言葉を習う

このところ3ヶ月ほどオランダ語の勉強に取りかかっています。

「習い事」をする、などというのは本当に久しぶりのことで、うきうきして行きだした最初はよかったのですが、3回目で見事に挫折しました。この年になってここまで、名誉・・・まではいかなくとも、自己の権威を傷つけられ、できなさ加減をさらけ出す・・・のは、かなり心身ともにこたえました。別に先生が悪い訳でも何でもなく、ただ単に「できない」「言えない、言葉がでない」。
どうにかこうにか知ってる単語を並べてみても、今日の先生はにこっともしない。少しはこっちの気にもなってほしい!?怒るやら、悲しくなるやら・・・拷問のような1時間半が過ぎ、改めて思ったのは「やっぱ、勉強しなきゃだめだ」という至極簡単、明白な事実です。

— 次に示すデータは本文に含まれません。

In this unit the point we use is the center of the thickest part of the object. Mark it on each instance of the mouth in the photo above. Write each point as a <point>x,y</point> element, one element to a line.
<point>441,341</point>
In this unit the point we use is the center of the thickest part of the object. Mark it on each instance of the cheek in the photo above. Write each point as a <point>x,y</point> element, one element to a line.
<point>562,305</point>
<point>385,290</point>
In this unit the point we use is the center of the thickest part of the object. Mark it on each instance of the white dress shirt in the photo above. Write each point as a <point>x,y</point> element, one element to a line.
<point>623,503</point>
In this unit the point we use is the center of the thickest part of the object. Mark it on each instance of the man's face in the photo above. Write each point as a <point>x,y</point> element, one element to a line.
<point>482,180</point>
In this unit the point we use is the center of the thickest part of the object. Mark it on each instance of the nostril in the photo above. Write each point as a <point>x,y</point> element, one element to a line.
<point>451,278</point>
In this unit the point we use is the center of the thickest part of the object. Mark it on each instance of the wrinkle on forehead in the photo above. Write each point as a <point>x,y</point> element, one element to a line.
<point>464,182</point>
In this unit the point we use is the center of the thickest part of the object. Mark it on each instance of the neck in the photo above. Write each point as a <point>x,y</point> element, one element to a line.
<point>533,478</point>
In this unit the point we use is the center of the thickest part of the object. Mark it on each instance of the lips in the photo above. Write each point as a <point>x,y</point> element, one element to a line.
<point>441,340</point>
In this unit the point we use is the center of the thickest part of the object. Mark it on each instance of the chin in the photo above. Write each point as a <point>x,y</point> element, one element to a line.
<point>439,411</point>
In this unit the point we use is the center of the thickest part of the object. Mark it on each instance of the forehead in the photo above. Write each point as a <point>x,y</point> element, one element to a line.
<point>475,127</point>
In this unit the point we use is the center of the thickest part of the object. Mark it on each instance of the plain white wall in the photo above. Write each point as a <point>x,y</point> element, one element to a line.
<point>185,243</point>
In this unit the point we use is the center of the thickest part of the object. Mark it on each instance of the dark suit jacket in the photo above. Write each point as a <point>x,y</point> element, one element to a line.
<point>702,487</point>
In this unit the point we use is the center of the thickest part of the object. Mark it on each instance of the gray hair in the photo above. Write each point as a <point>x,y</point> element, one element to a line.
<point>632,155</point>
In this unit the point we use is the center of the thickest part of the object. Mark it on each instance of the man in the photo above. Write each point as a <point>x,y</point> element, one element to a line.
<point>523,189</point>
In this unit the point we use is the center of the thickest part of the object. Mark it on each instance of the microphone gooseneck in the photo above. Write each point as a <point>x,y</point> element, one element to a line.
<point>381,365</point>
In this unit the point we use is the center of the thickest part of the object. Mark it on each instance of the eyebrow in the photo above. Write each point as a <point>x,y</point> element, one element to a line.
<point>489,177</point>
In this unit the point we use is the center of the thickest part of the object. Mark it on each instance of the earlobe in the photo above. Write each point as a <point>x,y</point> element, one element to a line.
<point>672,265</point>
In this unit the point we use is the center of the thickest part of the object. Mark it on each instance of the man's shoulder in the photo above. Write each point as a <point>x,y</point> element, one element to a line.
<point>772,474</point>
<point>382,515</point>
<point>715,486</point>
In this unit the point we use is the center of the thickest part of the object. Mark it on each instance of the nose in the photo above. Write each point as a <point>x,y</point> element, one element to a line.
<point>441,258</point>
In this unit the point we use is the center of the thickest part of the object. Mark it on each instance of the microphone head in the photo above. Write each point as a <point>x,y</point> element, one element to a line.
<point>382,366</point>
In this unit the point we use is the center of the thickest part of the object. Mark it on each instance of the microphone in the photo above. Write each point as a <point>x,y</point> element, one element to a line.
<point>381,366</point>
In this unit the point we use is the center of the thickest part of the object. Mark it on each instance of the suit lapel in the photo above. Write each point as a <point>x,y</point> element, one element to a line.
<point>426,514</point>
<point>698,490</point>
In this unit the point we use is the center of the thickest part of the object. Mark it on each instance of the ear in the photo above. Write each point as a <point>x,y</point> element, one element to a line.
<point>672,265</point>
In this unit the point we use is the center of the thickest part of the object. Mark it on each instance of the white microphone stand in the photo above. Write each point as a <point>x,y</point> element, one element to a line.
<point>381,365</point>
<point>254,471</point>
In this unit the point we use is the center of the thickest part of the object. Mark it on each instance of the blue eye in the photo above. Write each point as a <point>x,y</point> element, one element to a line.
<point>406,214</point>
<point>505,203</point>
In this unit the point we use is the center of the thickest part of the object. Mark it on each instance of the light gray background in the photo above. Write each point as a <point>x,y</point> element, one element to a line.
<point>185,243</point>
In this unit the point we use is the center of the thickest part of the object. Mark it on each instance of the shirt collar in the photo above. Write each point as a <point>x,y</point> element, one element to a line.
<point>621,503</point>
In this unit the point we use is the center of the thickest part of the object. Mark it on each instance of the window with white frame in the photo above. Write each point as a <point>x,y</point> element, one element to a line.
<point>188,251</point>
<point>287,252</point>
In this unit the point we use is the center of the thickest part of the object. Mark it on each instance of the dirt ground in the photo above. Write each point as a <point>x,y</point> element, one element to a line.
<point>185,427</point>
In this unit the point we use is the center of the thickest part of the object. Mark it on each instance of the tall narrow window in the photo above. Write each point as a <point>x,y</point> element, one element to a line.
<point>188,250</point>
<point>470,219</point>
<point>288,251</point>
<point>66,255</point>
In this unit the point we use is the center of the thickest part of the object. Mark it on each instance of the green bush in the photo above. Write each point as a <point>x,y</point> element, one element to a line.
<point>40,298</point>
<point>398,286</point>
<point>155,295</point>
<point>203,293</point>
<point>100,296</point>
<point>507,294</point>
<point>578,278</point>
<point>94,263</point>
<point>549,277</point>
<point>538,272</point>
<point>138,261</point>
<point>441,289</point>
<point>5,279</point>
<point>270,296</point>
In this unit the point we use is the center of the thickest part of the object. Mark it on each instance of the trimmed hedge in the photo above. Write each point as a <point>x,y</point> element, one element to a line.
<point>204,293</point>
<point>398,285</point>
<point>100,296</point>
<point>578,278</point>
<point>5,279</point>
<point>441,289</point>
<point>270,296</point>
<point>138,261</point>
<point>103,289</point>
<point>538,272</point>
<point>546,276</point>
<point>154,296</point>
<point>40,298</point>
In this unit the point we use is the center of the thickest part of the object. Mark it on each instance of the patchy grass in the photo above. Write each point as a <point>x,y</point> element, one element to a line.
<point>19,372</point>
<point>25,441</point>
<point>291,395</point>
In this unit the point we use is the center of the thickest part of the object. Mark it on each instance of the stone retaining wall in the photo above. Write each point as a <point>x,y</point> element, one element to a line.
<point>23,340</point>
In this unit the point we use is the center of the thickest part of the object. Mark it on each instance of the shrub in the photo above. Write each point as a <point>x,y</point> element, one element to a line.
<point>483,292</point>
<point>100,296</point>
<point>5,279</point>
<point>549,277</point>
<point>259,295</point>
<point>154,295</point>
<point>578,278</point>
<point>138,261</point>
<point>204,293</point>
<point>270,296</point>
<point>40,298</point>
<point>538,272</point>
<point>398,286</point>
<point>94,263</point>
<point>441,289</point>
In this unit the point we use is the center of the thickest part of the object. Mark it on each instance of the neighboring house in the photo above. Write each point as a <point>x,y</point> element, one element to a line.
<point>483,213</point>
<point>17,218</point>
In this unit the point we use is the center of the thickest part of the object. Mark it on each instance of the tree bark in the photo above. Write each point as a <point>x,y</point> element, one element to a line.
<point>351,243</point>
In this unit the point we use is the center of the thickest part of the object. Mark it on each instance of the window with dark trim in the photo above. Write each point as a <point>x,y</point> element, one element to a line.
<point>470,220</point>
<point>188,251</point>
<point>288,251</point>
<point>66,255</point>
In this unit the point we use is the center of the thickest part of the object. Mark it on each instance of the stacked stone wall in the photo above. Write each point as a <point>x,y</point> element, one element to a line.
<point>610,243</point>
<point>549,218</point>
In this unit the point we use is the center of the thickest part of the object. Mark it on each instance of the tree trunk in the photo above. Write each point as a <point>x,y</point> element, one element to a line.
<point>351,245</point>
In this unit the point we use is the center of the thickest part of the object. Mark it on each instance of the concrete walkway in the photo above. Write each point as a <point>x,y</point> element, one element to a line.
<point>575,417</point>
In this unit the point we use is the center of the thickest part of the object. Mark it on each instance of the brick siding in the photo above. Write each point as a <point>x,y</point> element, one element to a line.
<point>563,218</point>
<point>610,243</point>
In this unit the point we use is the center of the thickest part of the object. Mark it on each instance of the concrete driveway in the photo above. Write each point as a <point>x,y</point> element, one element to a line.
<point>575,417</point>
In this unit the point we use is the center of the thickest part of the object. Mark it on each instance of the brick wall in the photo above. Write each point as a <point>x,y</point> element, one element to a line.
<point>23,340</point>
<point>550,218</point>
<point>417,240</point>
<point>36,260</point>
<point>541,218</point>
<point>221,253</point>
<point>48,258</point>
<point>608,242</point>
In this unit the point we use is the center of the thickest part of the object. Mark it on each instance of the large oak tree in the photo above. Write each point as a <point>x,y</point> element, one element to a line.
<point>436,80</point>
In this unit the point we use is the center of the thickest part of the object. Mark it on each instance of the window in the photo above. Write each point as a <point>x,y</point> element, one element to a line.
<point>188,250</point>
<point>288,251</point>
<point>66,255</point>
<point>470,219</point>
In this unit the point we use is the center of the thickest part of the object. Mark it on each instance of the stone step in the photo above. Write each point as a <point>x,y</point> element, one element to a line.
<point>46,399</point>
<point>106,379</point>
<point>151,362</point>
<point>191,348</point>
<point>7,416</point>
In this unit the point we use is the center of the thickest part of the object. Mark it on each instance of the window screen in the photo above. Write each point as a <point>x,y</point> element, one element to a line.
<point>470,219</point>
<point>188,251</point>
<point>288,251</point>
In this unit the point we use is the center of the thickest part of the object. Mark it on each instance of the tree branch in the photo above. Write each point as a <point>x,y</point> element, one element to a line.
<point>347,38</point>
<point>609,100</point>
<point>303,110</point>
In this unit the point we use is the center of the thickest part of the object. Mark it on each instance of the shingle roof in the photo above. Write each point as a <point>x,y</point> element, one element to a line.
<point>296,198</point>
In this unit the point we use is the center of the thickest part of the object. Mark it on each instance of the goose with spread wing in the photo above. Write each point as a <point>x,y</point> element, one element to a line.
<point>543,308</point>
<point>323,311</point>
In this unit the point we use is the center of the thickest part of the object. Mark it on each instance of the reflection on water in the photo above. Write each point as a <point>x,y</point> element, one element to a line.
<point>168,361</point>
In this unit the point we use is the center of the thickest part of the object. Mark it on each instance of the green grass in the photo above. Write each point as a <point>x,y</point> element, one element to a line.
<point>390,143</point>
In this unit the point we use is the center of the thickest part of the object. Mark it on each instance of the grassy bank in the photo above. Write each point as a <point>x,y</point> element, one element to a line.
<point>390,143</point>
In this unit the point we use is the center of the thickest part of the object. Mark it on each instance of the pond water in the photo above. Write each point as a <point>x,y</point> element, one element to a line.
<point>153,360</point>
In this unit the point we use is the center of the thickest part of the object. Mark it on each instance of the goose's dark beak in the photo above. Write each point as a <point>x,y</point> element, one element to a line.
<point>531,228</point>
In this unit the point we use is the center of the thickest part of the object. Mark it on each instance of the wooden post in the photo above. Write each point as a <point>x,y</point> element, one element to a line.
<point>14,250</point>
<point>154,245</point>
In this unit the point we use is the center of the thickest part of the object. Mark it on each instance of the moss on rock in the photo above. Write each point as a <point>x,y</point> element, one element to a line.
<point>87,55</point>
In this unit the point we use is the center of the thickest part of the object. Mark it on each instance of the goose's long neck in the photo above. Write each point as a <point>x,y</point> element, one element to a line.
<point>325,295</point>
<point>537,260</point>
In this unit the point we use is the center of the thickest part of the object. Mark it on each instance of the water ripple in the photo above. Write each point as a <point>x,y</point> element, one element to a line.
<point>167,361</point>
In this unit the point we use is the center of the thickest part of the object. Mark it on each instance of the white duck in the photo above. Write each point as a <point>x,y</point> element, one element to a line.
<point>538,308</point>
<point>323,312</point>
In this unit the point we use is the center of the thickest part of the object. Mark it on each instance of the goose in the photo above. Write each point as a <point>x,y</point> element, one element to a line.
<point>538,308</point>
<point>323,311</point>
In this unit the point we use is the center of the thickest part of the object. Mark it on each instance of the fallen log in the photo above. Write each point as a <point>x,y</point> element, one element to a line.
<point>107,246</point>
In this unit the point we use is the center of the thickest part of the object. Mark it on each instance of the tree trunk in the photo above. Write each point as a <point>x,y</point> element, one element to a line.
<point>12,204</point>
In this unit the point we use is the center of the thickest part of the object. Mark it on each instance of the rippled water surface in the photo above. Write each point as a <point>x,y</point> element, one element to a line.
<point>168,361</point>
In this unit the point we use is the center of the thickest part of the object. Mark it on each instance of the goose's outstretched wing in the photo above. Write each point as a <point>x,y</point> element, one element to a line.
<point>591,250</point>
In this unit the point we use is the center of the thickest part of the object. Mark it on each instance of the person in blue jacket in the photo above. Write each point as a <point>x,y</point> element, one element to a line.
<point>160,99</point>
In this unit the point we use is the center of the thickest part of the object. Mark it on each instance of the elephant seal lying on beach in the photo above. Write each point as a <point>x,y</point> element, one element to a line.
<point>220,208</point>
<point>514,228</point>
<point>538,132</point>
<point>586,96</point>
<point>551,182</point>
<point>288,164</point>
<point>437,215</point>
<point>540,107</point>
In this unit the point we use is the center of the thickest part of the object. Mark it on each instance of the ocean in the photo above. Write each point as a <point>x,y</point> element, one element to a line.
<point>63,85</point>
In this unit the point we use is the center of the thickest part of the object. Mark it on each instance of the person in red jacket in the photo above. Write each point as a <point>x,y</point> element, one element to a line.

主人がアントワープ出身のフラマン人。フラマン語はオランダ語と同じ。発音が少し違うといえばそうではありますが、なんといっても「同じ言葉」。そこに嫁いで、早13年?その上、4年前からはフラマン系のコンセルヴァトリーで教え始めた・・・にもかかわらず今まで「まったく話さなかった」のは、ま、実はだいぶ恥ずかしいことです。
「時間がない、オランダ語などやっても世界に通用しない」「ブリュッセルはフランス語圏だ」「生徒に教えるのはヴァイオリンで、言葉ではない」「みんな英語かフランス語を難なく話す」「子供は日本語で育てる」等々、言い出せば限りないエクスキューズー言い訳の数々ではありますが、よーく考えてみれば、実際雇われている国の言葉も話せない・・・のは由々しき事態であります。
パートナーの「言語」にも関心を示さない・・・義理の母親との会話もフランス語・・・学長もフランス語を話してくれちゃう・・・のも、みなフラマン人の人の良さに付け込んだ、恥ずべき行為なのです。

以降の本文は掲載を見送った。